No segundo dia, aprendi qual a posição básica do goalball quando o time está defendendo. A pessoa não fica, como eu imaginava, de pé com joelhos dobrados e braços abertos, como lembro que fazem os goleiros de futebol. Em vez disso, senta-se no chão, com braços apoiados para um lado e pernas para o outro. Quando a bola vem, é preciso se posicionar no melhor lugar possível, deitar, esticar braços e pernas e esperar a pancada.

Logo compreendi que era muito justificável a decisão do técnico de me deixar de fora dos momentos mais pegados do treino. Nos primeiros minutos em que joguei defendi uma bola quicada forte com o rosto, o que me fez voltar a ver estrelas depois de muitos anos. Levou mais umas duas dessas boladas até eu dominar o reflexo de sempre proteger a cara com o braço na hora em que a bola está perto.

Também comecei a aprender a fazer um arremesso básico, com uma pequena corrida e um movimento rápido com o braço, que parte de trás do corpo e deixa a bola escorregar da mão quando está rente ao chão.

Levaram mais alguns treinos para que eu descobrisse que, apesar de cada jogador ter uma posição fixa na quadra, é possível que eles flutuem, ou seja, mudem rapidamente para um outro canto na hora do arremesso, para tentar enganar o time rival, ou até façam passes para colegas de equipe.

Mais alguns dias já passei a ouvir transmissões de jogos de goalball pela rádio, veículo preferido dos cegos para acompanhar a modalidade, de maneira diferente. Entendia o que o narrador queria dizer quando falava de modo mais técnico, dizendo que a bola foi lançada de de 6 para 1, ou seja, foi uma bola em linha reta, ou de 6 para 6, uma diagonal. Mais do que isso, comecei a, da mesma forma que meus colegas, compreender o andamento de jogos assistidos de dentro da quadra apenas pelo som, entendendo o que acontecia ouvindo o quicar da bola e as informações dadas pelo juiz para quem está no jogo.

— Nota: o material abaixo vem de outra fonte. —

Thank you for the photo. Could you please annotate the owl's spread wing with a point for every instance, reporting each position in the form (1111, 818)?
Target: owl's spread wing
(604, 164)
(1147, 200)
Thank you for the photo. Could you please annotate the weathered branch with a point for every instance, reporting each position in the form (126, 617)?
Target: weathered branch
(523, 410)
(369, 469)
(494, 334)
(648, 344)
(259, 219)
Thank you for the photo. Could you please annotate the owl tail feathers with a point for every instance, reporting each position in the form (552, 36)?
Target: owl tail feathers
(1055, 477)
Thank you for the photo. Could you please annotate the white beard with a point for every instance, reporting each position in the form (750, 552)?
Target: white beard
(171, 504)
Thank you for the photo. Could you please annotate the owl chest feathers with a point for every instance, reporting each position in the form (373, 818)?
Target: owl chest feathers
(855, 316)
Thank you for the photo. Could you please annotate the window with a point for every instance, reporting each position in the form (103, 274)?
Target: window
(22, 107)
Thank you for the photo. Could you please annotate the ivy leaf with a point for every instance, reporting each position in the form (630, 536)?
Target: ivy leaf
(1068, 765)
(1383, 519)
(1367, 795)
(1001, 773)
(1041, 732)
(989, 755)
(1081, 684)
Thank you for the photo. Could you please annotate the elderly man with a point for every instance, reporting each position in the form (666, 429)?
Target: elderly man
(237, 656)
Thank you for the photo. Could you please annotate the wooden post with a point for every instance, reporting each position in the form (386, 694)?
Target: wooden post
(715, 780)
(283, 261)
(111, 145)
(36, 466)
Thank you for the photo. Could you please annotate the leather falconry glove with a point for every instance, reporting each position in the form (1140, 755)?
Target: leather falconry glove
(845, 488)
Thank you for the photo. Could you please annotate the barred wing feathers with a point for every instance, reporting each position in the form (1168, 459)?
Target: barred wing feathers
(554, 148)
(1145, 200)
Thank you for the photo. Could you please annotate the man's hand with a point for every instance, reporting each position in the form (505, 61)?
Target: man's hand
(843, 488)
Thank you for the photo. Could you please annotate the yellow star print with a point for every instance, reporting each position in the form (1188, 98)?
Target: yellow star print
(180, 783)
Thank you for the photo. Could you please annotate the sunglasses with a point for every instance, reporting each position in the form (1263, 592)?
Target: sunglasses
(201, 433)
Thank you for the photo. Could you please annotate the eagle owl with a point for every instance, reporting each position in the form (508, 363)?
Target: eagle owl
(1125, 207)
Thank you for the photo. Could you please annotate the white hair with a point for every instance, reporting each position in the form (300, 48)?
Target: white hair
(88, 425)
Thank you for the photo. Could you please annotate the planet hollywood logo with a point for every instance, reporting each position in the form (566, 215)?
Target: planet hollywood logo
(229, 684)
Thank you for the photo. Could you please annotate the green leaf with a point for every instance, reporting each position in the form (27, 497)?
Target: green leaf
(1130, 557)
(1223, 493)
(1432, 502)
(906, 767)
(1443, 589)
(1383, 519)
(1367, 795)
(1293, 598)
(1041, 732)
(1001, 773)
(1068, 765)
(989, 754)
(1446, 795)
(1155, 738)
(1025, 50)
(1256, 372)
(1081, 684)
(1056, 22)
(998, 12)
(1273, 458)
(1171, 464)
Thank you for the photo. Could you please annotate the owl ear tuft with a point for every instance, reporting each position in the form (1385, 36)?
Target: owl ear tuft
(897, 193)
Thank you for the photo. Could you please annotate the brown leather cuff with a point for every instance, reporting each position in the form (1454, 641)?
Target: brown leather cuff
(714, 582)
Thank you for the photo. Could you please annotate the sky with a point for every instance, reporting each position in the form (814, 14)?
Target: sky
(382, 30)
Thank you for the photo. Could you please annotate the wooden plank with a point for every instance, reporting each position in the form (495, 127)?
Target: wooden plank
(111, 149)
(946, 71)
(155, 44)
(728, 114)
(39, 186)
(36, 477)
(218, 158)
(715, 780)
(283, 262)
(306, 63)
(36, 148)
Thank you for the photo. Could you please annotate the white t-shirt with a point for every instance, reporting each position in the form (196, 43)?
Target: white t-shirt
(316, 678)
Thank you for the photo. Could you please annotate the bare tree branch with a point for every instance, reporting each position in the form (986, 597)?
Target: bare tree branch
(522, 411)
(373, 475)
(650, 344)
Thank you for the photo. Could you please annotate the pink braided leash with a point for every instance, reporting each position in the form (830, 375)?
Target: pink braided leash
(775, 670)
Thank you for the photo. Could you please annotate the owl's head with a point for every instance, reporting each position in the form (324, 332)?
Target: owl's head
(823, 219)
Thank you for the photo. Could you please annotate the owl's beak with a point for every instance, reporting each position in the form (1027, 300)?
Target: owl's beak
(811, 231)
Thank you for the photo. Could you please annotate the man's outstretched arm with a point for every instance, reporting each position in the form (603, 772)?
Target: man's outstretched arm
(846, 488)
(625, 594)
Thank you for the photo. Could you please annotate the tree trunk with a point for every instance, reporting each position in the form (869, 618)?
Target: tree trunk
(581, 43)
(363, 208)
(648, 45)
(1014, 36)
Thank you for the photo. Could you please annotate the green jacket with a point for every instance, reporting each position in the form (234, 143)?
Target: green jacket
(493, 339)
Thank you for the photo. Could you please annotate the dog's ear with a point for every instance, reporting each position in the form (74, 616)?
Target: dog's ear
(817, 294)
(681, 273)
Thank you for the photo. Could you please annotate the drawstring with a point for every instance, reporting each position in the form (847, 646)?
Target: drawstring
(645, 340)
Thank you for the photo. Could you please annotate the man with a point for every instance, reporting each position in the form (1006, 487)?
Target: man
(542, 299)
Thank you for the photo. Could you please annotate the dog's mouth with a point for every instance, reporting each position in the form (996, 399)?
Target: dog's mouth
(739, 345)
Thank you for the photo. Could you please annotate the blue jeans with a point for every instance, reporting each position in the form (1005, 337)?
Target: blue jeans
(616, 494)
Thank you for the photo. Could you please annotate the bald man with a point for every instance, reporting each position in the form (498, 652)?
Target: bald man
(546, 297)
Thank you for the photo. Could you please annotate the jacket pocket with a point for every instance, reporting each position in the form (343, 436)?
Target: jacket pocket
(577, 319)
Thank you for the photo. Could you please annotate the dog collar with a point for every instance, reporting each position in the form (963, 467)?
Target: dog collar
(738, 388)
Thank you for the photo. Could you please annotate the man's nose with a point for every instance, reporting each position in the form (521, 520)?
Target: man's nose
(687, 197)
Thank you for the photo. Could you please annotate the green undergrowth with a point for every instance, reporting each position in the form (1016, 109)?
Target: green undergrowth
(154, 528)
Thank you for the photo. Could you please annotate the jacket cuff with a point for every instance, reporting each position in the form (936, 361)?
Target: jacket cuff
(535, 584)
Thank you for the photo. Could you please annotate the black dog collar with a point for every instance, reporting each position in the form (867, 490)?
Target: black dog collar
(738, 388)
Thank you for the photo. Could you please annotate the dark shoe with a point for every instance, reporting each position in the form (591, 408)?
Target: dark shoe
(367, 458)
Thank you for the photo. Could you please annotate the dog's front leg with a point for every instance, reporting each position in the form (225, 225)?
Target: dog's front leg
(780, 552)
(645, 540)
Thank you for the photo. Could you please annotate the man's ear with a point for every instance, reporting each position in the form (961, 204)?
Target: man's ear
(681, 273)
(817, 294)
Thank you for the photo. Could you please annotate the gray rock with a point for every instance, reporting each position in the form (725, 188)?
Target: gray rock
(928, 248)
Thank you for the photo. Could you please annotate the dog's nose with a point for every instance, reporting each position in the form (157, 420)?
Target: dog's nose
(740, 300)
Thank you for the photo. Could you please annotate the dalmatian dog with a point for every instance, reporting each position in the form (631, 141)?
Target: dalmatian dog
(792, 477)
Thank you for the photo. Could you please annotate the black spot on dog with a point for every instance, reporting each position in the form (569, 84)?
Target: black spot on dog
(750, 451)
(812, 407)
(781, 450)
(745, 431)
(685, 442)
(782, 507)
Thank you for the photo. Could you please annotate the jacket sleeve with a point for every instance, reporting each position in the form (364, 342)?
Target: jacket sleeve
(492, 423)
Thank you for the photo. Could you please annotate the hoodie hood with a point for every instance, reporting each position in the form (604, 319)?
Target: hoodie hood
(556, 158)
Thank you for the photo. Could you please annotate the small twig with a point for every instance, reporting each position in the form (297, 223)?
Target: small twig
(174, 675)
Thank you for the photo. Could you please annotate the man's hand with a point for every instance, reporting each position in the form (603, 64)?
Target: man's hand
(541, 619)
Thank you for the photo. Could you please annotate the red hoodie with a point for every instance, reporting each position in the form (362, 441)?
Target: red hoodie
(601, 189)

Outra habilidade que vem se desenvolvendo aos poucos é a percepção da velocidade da bola e da provável posição e altura que ela virá dependendo de como e quão rápido quica. Um dos momentos de maior iluminação foi, ao assistir um treino, notar que a maioria das bolas que meus colegas jogavam quicavam duas ou, no máximo, três vezes, antes de serem defendidas por alguém do outro lado.

A busca era por aprender as regras e estratégias do jogo. Confirmei que estava certo, tem horas que a gente só consegue substituir a visão pelos outros sentidos e, no caso do goalball, era preciso levar muita bolada para compreendê-lo. Mas aconteceu que, de repente, eu estava gostando e muito de tentar a cada dia ser mais ágil, enfrentar a adrenalina de um arremesso contra meu gol e aperfeiçoar minha percepção auditiva. Ganhei do professor uma camisa de treinos.

Minha equipe iria participar em maio do campeonato Regional Sudeste 2, organizado pela CBDV (Confederação Brasileira de Desportes para Deficientes Visuais) com os principais times de São Paulo reunidos por uma semana em São José dos Campos. Eu não achava que deveria ir. Se fosse, corria o risco de alguém resolver me colocar em quadra e eu atrapalhar o time. Na véspera, o técnico me ligou e disse que era muito importante que eu fosse, um dos atletas da equipe não poderia mais participar e estávamos muito desfalcados, correndo risco de perder por WO. Cancelei meus compromissos e arrumei as malas do jeito que pude para ajudar o time. Resultado, estive em um campeonato com a dupla função de jornalista e atleta ao mesmo tempo. Só não tive dilemas éticos porque sabia que, muito provavelmente, eu era o mais inexperiente entre todos os participantes da competição.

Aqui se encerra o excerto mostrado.